At a time when many banks are fighting a spate of negative reports, Mercantile Bankshares Corp. bucked an industry trend yesterday by receiving high marks from a New York ratings agency.
Standard & Poor's Corp. said it affirmed its rating of A1-Plus -- the highest rating possible -- on the Baltimore-based company's commercial paper. As result, Mercantile remained the only top Maryland banking company to have S&P's highest rating.
Commercial paper is a type of unsecured corporate IOU used to raise cash by companies on a short-term basis.
"The affirmations reflect Mercantile Bankshares' excellent earnings record, strong capital levels, and its well-established trust operations,which lend support to the company's financial flexibility," S&P said.
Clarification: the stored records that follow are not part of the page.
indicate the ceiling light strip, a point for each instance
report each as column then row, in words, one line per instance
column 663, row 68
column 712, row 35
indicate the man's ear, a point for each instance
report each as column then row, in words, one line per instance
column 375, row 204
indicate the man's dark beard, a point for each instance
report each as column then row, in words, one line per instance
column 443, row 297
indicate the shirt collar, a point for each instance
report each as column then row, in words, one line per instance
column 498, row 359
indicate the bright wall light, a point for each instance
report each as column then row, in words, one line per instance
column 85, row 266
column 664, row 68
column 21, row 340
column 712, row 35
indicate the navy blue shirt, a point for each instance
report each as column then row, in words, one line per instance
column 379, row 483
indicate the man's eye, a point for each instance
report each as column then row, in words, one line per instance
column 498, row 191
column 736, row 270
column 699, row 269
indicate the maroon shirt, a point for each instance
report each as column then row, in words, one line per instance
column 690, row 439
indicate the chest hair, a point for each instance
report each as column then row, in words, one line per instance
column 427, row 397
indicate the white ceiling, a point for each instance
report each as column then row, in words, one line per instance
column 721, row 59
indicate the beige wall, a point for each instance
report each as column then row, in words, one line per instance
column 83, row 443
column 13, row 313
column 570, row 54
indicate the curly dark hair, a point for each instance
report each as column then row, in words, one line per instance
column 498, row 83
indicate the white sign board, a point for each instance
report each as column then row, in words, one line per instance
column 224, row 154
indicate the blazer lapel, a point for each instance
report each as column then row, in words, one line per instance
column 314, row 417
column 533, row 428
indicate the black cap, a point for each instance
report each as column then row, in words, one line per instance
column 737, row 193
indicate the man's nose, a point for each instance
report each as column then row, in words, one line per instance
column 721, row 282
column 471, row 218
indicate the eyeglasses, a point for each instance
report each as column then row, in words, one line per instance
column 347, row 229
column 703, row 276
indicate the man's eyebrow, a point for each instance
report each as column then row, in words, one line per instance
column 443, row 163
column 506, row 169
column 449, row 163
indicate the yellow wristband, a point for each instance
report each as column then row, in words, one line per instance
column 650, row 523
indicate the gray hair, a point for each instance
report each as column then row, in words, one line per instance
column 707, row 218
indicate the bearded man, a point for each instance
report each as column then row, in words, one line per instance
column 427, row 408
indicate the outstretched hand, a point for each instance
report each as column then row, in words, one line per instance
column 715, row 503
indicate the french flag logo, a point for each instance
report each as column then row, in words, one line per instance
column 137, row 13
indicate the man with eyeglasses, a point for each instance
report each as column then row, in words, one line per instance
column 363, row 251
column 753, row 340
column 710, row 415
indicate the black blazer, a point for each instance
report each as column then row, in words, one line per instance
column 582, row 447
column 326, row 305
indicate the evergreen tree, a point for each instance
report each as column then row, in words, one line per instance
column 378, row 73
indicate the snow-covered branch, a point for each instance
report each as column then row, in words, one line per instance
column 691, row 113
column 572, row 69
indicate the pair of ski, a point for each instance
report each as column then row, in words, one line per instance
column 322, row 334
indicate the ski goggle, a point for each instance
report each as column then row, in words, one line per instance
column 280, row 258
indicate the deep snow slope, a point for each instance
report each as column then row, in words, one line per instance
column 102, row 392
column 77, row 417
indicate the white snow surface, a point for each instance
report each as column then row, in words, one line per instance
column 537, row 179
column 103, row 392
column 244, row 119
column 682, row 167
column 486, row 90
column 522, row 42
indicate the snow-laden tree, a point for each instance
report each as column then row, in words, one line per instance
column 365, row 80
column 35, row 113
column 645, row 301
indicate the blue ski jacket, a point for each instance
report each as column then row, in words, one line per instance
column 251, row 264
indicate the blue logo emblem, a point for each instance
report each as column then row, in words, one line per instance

But, like so many of its brethren in recent months, Mercantile could not escape altogether the specter of a real estate slump or its presence in the mid-Atlantic region. Lurking in the unusually positive report from S&P was the possibility that if the Maryland real estate market weakens further, a downward move in the ratings could come.
The parent of Mercantile-Safe Deposit and Trust Co. in Baltimore and 17 other community banks in Maryland, Mercantile is generally regarded as among the most quiet and conservative banking companies in the state.
With $4.3 billion in assets, it has steadfastly hung onto its traditional system.
Each community bank retains great autonomy with separate management and board of directors rather than consolidating into a widespread branch network.
There are no photos in the bank's glossy annual reports. Optimistic pronouncements of a bright future and rosy earnings typically are spurned in favor of dry reports on the company's finances and philosophy. Its customers are often thought of as silk-stocking Baltimoreans.
"We are pleased that Standard & Poor's reaffirms the high rating it previously accorded our commercial paper," said H. Furlong Baldwin, the company chairman and chief executive, in a prepared statement.
Though the good news might have been better, analysts welcomed the S&P analysis as further confirmation of their already favorable assessment of the bank.
"It's a great bank doing a great job," said Peter W. Tuz, a banking analyst with Howard, Weil Financial Corp. in New
Orleans. "It's just out there as such a unique institution in terms of quality and profitability, it's almost ungodly."
At the core of the bank's strong review lies the company's history of steadily increasing earnings. Mercantile earned $34.3 million, or $1.22 a share, during this year's first six months compared with income of $32.3 million, or $1.16 a share, for the first half of 1989.
"Earnings have been great," said Sheila D. Davis, the analyst who prepared the S&P report.
"Even if you go back over 10 years, it's been very steady and they've been well over 1 percent in its return on assets. It's been a great track record."
Ms. Davis also cited the company's highly profitable trust department, which provides an array of financial services to individuals and companies.
As a result, Mr. Tuz said Mercantile was one of only two or three banks out of the 30 or 40 he tracks that is trading above its book value of $15.97 a share. Mercantile closed yesterday down 25 cents at $16.50 a share on the New York Stock Exchange.
The generally positive S&P report came amid a sharp decline in the fortunes of the banking industry that has led the ratings agency to downgrade at least 36 bank holding companies in the last six months, some more than once, while upgrading only four.
Ratings such as those from S&Pare regarded as an important guide to a corporation's financial health. The ratings also help determine what level interest rate a company must offer to attract investors to buy its commercial paper and other securities.
The commercial paper at MNC Financial Inc. was rated A2, First Maryland Bancorp was rated A1, Signet Banking Corp. was rated A2, C&S/Sovran was rated A1, and Baltimore Bancorp had not requested a rating, according to Ms. Davis.
S&P also said it had retained the double-A-minus/A1-plus rating on the certificates of deposit at Mercantile-Safe Deposit & Trust Co., the company's largest banking unit. Under S&P's rating system, the rating meant that Mercantile's CDs of a year or more were assigned the AA- rating and those CDs with a maturity of less than a year have the A1-plus rating.
The ratings agency, however, blamed a "high concentration" of the company's loan portfolio in commercial real estate and construction loans for the revision of its long-term outlook for Mercantile "to negative from stable."
With $3.1 billion in total loans outstanding, the company had about $302 million, or 9.7 percent, in real estate construction, which most analysts said they considered about average. Mercantile's non-performing loans were an unusually meager 0.73 percent of total loans at the end of the second quarter.
Kyle Prechtl Legg, a banking analyst at Alex. Brown Inc. in Baltimore, blamed the negative side of the S&P report on the region's fortunes as a whole rather than anything particularly troublesome at Mercantile.